Cinco veces MVP, 12 veces All Star, miembro del Salón de la Fama, uno de los mejores 50 jugadores de la historia, según la primera clasificación histórica que hizo la NBA, dos veces campeón de la NCAA, campeón olímpico (1956) en Melbourne, Russell pertenecía a esa clase de jugadores que gozaban de una fascinante unanimidad. Le avalaba su leyenda.
Podía hacer lo que quisiera, decir lo que quisiera, pensar lo que quisiera. Barack Obama se arrodilló cuando le vio. Lo hizo en privado, según cuentan, antes de darle la medalla de la Libertad.
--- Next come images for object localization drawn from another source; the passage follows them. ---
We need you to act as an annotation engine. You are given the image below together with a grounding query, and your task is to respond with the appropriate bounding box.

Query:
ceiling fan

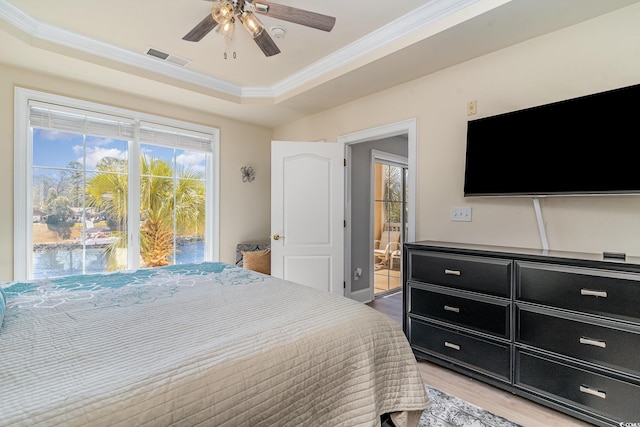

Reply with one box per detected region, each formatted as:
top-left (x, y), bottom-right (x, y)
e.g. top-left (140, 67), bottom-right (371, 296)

top-left (183, 0), bottom-right (336, 57)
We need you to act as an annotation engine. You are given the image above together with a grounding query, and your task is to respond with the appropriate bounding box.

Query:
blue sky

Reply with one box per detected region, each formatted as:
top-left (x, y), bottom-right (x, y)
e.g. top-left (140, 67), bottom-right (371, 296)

top-left (32, 128), bottom-right (207, 174)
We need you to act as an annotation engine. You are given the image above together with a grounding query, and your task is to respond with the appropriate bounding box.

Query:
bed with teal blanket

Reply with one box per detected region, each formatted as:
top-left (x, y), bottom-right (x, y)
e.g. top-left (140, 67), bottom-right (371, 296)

top-left (0, 262), bottom-right (428, 426)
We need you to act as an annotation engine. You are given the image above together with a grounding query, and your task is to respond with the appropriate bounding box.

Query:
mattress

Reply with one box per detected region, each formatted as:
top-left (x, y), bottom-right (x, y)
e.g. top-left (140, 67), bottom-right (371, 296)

top-left (0, 262), bottom-right (428, 426)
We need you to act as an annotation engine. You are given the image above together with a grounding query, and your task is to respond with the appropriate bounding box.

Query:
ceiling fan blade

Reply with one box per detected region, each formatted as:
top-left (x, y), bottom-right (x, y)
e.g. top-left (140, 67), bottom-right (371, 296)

top-left (183, 13), bottom-right (219, 42)
top-left (253, 30), bottom-right (281, 57)
top-left (254, 1), bottom-right (336, 32)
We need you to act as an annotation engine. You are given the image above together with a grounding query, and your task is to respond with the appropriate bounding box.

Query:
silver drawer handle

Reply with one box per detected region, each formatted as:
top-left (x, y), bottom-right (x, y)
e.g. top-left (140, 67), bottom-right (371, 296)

top-left (581, 289), bottom-right (608, 298)
top-left (580, 337), bottom-right (606, 349)
top-left (580, 385), bottom-right (606, 400)
top-left (444, 269), bottom-right (461, 276)
top-left (444, 305), bottom-right (460, 313)
top-left (444, 341), bottom-right (461, 351)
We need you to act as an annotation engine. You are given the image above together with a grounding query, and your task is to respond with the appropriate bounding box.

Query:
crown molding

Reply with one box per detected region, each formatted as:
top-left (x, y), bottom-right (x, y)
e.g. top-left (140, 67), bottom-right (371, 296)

top-left (0, 0), bottom-right (245, 98)
top-left (267, 0), bottom-right (485, 98)
top-left (1, 0), bottom-right (494, 102)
Cuando murió Kobe Bryant, se puso la camiseta de los Lakers (maldita según la percepción de un hincha de los Celtics) y su última aparición pública la hizo con una gorra con el 24.
Él fue quién ayudó a construir el mito de la NBA. Porque sin Russell no hubiera existido nada de lo que ocurrió después, en la sociedad americana y en las canchas. Tampoco el baloncesto se hubiera jugado así. El trofeo al MVP de la Finales lleva su nombre. Nadie mas valioso, un referente en el territorio de los mitos.